It sounds that your dog got too much stimulations and needs clearer bounderies. Put him on the lead more or on a chain (rope he would chew) for an hour at the time. He will calm down when he is more restricted. When visitors come the need to ignore him so he gets used to this. Also what do you feed him? Pasta, rice, bread seem to give them more energy.
Pulling of bedding is puppy behaviour. He will grow out of it. They mature at about 2 years so very late.We breed labradoodles in new zealand and we get the dogs back regularly for holidays. These tips seem to help other people.

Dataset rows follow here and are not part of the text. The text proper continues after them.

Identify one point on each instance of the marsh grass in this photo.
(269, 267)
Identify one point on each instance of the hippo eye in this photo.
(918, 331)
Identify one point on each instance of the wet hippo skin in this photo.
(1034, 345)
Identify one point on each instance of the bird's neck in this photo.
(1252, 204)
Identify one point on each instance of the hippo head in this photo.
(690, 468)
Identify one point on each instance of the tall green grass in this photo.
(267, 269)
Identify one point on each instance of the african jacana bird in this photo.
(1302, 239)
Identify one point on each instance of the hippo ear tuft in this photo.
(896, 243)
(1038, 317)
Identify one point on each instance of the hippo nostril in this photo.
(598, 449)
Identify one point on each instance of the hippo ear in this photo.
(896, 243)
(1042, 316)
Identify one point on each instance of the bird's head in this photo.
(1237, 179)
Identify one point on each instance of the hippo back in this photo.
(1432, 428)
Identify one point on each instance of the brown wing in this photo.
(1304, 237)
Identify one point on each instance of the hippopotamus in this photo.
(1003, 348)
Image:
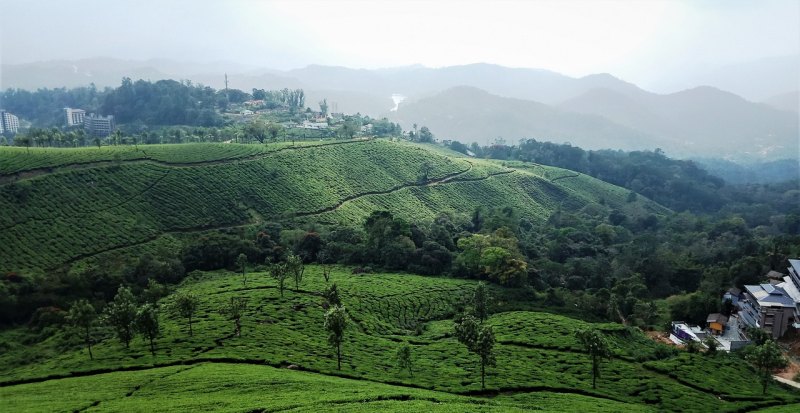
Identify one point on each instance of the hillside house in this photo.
(314, 125)
(732, 295)
(716, 322)
(791, 284)
(767, 307)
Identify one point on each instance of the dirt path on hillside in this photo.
(448, 179)
(36, 172)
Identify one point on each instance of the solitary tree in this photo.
(712, 345)
(404, 358)
(324, 260)
(241, 263)
(82, 316)
(335, 324)
(480, 302)
(595, 345)
(323, 107)
(279, 273)
(147, 324)
(479, 339)
(186, 305)
(766, 358)
(234, 310)
(120, 314)
(295, 266)
(332, 295)
(424, 170)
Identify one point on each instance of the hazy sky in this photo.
(638, 41)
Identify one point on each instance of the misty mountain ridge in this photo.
(594, 111)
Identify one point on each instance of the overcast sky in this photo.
(638, 41)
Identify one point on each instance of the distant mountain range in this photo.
(480, 102)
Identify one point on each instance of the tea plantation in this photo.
(65, 205)
(540, 365)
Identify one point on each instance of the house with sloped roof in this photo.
(768, 307)
(791, 284)
(716, 322)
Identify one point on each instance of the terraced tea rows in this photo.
(61, 217)
(538, 357)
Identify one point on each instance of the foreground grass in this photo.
(539, 361)
(237, 387)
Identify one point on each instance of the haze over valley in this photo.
(444, 206)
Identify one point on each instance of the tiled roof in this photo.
(769, 295)
(716, 318)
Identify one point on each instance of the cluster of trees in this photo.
(142, 102)
(124, 315)
(164, 102)
(680, 185)
(293, 99)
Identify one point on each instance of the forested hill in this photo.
(113, 198)
(681, 185)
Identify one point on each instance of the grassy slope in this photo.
(238, 387)
(155, 194)
(539, 361)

I have seen a prof dog trainer who put his pup tied inside the house for hours to calm them down from an early age. If they are too excited they cannot concentrate and take in your comments. It is the same with children. They need quiet times.
Good luck
Ellis
----- Original Message -----
From: April
Sent: Friday, January 07, 2005 1:34 PM
Subject: [labradoodles] Doodle Behavior


Well, we have a great labradoodle.  Jack is 14 months old and we
love him dearly.  He has some behaviors which are becomming a
problem.  We are pretty consistent in our training and live in a
very remote area so do not have access to professional behaviors. 

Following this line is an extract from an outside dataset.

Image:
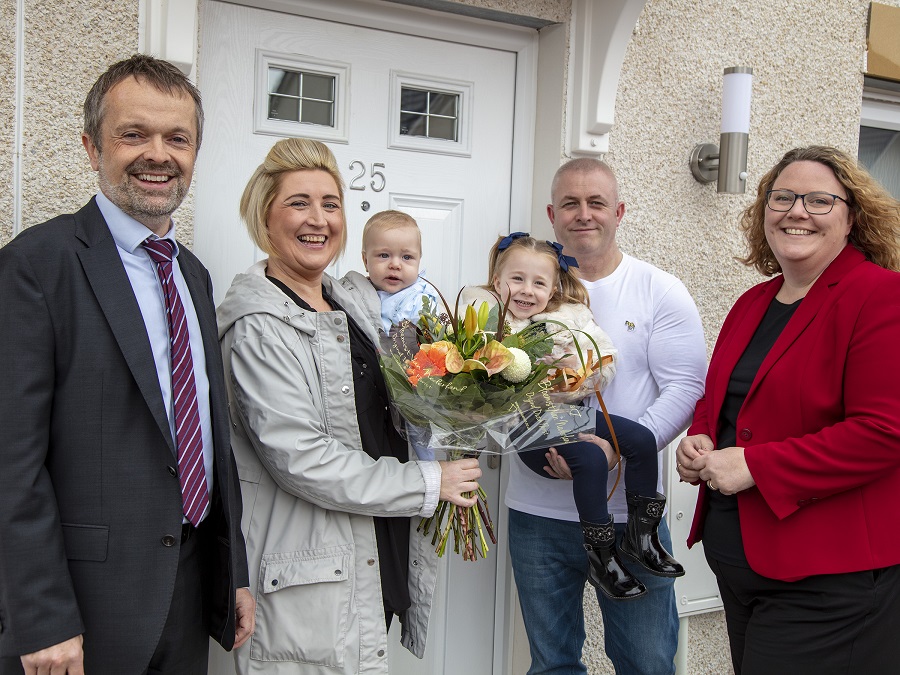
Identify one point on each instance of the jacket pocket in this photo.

Jack spends a lot of time indoors with us but goes daily for a free
run for about an hour.  He's very big; probably 75 pounds and very
strong.  Supposedly he wants nothing more than to please us but it
doesn't seem that way.

Can anyone help out with these:
barking
digging
tearing up stuff when left alone, encluding his bedding
way too excited when guests come or when around another dog.  Just
wants to inundate the other dog with play and can't seem to hear our
commands.
He won't let us groom him.  Bathing is a nightmare, but cleaning his
funky ears is imppossible.

Maybe this is all normal doodle behavior but when I read about
people putting drops in dog's ears I think we might have an
especially active dog.  He seems to be nearly frantic a lot.